Landmark ONGC Contract Details
Deep Industries has been awarded a Letter of Award (LoA) from ONGC for Production Enhancement Operations at the Rajahmundry Asset. This substantial contract has a tenure of 15 years, providing a stable and long-term revenue stream for the company. The project falls under a Production Enhancement Contract (PEC) framework, which is designed to boost hydrocarbon production from mature and depleted fields. The primary goal of a PEC is to extend the operational life of these assets by deploying advanced technologies and efficient operational practices to improve recovery rates.
Strategic Assignment to Subsidiary
To ensure focused execution and clear accountability, Deep Industries has strategically assigned the contract to its wholly-owned subsidiary, Deep Exploration Services Private Limited (DESPL). This move is formalized through a tripartite agreement between Deep Industries, ONGC, and DESPL. By delegating the project to a dedicated subsidiary, the company aims to optimize operational efficiency and ensure the successful delivery of the contract's objectives over its 15-year lifespan.
A Swelling Order Book
The ONGC contract is the largest single order in the company's history and has propelled its total order book to over ₹3,050 crore. This win follows a series of other notable contracts secured recently, underscoring the company's strong execution capabilities and trusted position in the sector. Other key orders include a ₹148 crore contract from Oil India Limited for a drilling rig package and a ₹108 crore order from GAIL (India) Ltd for hiring a compression facility.
Key Recent Contract Wins
Market Reaction and Stock Performance
The announcement of the ONGC deal had an immediate and significant impact on Deep Industries' stock. The share price surged, hitting its upper circuit limit and a 52-week high of ₹473.55. This rally reflects strong investor confidence in the company's future growth prospects. The stock has delivered impressive returns for long-term investors, with a reported gain of 168% over the last three years and over 2,150% in the past five years. Following the recent surge, the company's market capitalization rose to approximately ₹3,050 crore.
Financial Health and Growth Ambitions
The recent contract wins support the company's robust financial performance. For the third quarter of fiscal year 2026, Deep Industries reported a 43% year-on-year increase in revenue to ₹222 crore and a net profit of ₹71 crore. Looking ahead, the company has stated its ambition to achieve a growth rate of 30-35% in fiscal year 2027, backed by its strengthened order book and expansion into new energy verticals.
Company Profile and Industry Standing
With over three decades of experience, Deep Industries has established itself as a key service provider in the oil and gas sector.

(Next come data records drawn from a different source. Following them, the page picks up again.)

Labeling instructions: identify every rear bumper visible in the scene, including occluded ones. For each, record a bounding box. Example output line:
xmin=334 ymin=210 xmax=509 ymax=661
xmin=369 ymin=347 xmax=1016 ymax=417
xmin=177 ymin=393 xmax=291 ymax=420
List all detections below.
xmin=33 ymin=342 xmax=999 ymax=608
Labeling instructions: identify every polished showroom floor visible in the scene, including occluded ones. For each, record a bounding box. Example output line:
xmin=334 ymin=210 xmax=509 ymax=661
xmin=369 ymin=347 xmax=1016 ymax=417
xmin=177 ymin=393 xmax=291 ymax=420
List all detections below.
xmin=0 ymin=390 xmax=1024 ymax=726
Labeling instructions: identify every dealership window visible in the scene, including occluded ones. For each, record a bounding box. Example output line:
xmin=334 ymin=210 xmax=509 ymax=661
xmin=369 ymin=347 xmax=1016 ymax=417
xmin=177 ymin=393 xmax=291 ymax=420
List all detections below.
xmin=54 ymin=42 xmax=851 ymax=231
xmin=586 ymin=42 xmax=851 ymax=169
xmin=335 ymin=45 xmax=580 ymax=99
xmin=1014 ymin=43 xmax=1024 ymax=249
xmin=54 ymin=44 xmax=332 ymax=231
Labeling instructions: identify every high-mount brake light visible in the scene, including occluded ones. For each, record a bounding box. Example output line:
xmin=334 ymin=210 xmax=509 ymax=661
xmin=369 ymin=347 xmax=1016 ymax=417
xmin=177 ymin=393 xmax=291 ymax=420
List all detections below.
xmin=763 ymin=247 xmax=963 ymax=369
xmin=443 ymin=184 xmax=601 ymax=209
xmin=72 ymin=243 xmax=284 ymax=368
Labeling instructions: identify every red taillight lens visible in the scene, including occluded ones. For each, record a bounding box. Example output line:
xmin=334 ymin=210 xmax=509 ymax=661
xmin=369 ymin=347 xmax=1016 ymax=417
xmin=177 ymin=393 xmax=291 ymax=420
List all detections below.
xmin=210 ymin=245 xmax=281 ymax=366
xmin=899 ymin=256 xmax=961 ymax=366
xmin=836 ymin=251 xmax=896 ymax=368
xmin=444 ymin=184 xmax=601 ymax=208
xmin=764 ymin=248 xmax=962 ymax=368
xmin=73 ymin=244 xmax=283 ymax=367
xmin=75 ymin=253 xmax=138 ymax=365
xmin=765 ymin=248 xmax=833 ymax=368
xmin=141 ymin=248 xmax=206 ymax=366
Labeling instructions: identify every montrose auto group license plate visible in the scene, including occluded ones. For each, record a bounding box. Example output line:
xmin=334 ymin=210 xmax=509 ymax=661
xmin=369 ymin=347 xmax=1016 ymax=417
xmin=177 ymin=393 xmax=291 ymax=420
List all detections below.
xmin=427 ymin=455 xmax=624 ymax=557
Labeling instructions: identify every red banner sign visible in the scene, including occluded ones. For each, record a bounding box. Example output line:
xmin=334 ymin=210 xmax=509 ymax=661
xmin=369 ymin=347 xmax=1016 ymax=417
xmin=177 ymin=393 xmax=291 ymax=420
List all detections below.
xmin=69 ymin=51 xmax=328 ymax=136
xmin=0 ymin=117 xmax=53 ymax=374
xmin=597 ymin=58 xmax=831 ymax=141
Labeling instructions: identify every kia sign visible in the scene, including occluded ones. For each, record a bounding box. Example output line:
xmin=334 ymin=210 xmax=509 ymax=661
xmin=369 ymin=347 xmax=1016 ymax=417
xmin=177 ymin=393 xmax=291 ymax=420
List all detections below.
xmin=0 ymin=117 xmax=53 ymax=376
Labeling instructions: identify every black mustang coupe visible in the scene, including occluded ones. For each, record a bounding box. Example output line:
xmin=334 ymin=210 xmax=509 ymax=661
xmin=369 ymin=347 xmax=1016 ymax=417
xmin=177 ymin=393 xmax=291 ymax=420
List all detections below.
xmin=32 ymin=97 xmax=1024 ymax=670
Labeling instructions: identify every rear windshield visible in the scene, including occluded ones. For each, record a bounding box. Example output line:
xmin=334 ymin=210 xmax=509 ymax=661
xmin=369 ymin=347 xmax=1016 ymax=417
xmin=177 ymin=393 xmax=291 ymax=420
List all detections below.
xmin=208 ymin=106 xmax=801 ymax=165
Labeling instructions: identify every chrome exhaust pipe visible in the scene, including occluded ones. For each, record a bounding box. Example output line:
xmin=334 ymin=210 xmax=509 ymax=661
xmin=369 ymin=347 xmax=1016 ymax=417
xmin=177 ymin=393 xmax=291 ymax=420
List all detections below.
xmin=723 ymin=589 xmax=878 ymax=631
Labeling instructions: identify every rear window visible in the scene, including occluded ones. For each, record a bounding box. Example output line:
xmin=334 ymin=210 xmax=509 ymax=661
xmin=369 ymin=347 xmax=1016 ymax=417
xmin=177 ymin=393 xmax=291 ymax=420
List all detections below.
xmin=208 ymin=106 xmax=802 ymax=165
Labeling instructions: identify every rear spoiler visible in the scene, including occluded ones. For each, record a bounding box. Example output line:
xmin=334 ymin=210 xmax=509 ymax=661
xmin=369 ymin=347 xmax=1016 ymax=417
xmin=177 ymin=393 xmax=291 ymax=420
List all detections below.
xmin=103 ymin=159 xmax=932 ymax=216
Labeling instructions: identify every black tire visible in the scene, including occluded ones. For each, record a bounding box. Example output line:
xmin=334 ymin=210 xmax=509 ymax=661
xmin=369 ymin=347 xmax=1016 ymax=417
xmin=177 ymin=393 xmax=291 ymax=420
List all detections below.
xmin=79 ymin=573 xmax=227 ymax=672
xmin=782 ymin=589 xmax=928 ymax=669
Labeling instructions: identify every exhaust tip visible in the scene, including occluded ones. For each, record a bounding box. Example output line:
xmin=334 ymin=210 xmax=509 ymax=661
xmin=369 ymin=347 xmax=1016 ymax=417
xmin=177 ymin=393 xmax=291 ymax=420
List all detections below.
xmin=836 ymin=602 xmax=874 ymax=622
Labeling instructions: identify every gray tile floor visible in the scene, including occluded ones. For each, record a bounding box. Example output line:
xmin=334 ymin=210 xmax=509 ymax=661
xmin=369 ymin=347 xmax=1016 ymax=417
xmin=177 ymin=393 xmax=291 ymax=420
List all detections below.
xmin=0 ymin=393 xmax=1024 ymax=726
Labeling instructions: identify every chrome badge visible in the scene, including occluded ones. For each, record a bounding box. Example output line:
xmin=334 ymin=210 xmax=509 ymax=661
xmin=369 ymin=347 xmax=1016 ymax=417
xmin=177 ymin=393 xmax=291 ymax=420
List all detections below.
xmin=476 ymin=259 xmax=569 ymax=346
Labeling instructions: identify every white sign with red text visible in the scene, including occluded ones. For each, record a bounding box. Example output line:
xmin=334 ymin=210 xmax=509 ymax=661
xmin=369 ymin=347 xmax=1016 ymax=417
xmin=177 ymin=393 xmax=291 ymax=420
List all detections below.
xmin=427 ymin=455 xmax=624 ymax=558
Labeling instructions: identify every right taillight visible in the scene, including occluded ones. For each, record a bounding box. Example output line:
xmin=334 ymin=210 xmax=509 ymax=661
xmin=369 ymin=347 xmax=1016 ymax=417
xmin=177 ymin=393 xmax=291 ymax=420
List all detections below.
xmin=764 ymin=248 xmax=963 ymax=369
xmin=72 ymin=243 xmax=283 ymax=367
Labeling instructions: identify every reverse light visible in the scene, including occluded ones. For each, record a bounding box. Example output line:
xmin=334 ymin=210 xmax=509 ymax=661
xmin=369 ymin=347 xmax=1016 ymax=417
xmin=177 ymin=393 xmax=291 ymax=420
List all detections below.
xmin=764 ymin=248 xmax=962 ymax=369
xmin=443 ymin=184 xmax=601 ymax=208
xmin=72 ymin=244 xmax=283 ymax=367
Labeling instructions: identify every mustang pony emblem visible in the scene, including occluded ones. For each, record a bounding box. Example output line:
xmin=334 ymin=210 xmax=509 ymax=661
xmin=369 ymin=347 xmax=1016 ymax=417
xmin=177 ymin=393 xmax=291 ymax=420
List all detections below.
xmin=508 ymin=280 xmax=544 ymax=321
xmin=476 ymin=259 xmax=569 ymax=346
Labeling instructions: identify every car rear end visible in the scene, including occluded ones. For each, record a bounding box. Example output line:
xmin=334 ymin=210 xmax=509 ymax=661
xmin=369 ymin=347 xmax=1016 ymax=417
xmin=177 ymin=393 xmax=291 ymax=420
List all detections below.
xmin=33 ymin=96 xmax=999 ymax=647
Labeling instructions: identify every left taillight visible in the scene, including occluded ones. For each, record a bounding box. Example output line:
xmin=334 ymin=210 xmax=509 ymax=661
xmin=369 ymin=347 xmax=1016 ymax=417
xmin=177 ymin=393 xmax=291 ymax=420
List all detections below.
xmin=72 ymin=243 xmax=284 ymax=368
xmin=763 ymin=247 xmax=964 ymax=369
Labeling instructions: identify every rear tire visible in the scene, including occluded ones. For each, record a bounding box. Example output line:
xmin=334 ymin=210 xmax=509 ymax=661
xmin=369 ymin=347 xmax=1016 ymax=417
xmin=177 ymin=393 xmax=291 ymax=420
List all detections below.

The company offers a comprehensive suite of services, including natural gas compression, gas dehydration, workover and drilling rigs, and integrated project management. Its extensive experience and wide range of equipment enable it to manage complex projects for major clients like ONGC, Oil India, and GAIL.
Investor Considerations
While the recent developments are overwhelmingly positive, investors should note a few points for a balanced perspective. According to recent data, Foreign Institutional Investors (FIIs) and Foreign Portfolio Investors (FPIs) had decreased their shareholding in the previous quarter. Additionally, the company is managing a dispute with ONGC over a provisional suspension of a separate rig contract, which Deep Industries contests under Force Majeure. The potential revenue impact of this suspension is estimated at ₹5-6 crore for the fourth quarter of FY26.
Conclusion
The ₹1,402 crore contract from ONGC is a transformative achievement for Deep Industries, securing its revenue pipeline for the next 15 years and reinforcing its position as a leading oil and gas service provider. This win, combined with other recent orders, has significantly de-risked its future earnings and provides a strong foundation for its ambitious growth targets. The company's ability to secure large, long-term contracts highlights its operational expertise and strong client relationships, positioning it for sustained success.